Ohio Research Project Focuses on Olentangy River

By Ohio Water Resources Center

Student Ellen Comes uses a McNeil sampler on the Olentangy River to characterize riverbed sediment.
Figure 1. Ohio State University student Ellen Comes uses a McNeil sampler on the Olentangy River to characterize riverbed sediment. Photo courtesy of Ohio Water Resources Center.

Dr. Kristin Jaeger, Assistant Professor, and Dr. Mažeika Sullivan, Associate Professor, both in the School of Environment and Natural Resources at the Ohio State University are working on an Ohio Water Resources Center funded project via a USGS 104(b) award.

Their project, entitled “Linked geomorphic and ecological responses to river restoration: Influence of dam removal on river channel structure and fish assemblages,” aims to investigate linked short-term response of the Olentangy River following the removal of low-head dam, with a focus on fish community assemblages in both actively and passively restored river reaches. Recreational fishing is a major revenue generator within the state. Therefore, how fish assemblages respond to dam removal reflects a critical knowledge gap in the burgeoning dam removal and river restoration research.

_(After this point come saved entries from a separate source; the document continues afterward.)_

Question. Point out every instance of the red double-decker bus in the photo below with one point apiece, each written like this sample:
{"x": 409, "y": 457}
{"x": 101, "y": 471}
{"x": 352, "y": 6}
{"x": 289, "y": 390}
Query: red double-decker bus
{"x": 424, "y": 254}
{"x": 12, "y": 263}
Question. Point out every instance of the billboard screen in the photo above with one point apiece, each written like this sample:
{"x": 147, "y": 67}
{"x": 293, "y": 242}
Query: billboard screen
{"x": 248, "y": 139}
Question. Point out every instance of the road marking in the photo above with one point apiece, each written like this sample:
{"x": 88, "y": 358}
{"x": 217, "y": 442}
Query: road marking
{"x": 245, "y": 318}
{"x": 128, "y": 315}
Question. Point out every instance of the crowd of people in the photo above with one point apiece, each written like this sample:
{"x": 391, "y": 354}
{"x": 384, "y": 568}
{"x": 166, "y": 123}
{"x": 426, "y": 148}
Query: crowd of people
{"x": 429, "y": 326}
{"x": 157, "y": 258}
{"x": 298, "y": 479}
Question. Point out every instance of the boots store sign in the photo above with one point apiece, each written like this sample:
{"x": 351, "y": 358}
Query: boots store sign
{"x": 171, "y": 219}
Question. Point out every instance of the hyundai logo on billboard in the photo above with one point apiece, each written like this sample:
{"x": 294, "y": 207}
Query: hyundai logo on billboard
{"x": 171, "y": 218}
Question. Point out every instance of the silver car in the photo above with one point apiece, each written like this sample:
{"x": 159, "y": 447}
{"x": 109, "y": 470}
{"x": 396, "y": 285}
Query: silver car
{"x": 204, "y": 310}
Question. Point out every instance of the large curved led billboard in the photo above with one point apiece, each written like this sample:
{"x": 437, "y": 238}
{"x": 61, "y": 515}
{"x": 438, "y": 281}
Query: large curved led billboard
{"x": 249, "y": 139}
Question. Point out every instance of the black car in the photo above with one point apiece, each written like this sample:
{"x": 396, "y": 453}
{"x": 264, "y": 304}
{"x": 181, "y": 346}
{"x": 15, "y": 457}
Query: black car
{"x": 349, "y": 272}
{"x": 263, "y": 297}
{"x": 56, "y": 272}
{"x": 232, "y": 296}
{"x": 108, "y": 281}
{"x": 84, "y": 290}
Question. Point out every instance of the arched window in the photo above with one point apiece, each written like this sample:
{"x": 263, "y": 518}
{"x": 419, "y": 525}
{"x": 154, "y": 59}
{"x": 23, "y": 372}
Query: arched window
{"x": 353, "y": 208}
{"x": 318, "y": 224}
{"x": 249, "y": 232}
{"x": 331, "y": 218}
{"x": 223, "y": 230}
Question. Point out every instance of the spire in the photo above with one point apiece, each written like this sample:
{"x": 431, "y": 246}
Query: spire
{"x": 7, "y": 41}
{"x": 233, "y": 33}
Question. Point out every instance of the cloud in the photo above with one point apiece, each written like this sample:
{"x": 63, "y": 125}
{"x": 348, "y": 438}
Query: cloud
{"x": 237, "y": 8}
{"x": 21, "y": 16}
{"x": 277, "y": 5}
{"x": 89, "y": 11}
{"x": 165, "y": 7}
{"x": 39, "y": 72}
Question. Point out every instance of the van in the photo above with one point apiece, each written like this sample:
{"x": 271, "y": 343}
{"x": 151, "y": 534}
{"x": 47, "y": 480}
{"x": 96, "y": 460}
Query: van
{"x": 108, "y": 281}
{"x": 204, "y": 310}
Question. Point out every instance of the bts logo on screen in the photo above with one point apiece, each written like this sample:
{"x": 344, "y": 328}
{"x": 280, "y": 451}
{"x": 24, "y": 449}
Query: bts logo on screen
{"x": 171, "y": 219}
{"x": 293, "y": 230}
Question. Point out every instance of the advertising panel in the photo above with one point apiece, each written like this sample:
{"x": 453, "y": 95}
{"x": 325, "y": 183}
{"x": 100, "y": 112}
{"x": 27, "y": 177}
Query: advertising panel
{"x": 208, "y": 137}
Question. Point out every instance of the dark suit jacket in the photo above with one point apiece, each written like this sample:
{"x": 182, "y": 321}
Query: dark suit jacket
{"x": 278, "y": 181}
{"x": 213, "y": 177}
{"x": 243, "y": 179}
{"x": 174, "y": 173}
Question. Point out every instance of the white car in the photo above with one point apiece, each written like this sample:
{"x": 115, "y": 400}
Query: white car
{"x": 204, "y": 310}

Dr. Sullivan’s ongoing work in the Olentangy River system over the last four years serves as a rare baseline ecological data set that both researchers can build on to quantitatively evaluate river channel geomorphic change (the physical shape of the river) and changes in the ecological fish community as a consequence of the removal of the 5th Avenue Dam on the Olentangy River (Figure 1, above).

In the short term, geomorphic response upstream of the dam following its removal included decreased cross-sectional area in the former impoundment, increased and more varied streamflow velocity and channel incision into the reservoir sediment, which has generally flushed finer sediments from the previously impounded, unrestored portion of the river and resulted in coarsening of riverbed sediments at this reach. These geomorphic changes translate to habitat changes for fish. Upstream of the removed dam (at the actively restored reach), fish assemblage composition shifted significantly and was accompanied by a significant decrease in species richness and diversity. These changes represented changes in the relative abundance of taxa. Between year 1 and year 2 post-dam removal, diversity increased significantly at the upstream restored and downstream reaches (Figure 2).

Figure 2. Fish assemblage (a) species richness and (b) diversity (H’) in years 1 & 2 following dam removal of the Olentangy River study reaches. OR1 is the upstream of an existing dam control reach; OR2 is the upstream of the removed dam, unmanipulated experimental reach; OR3 is the upstream of the removed dam, restored experimental reach; and OR 4 is the downstream of the removed dam experimental reach. Significant differences based on t-tests are indicated by different letters (p < 0.05). Error bars represent +1 SE from the mean. From Dorobek, Sullivan, and Kautza (In press).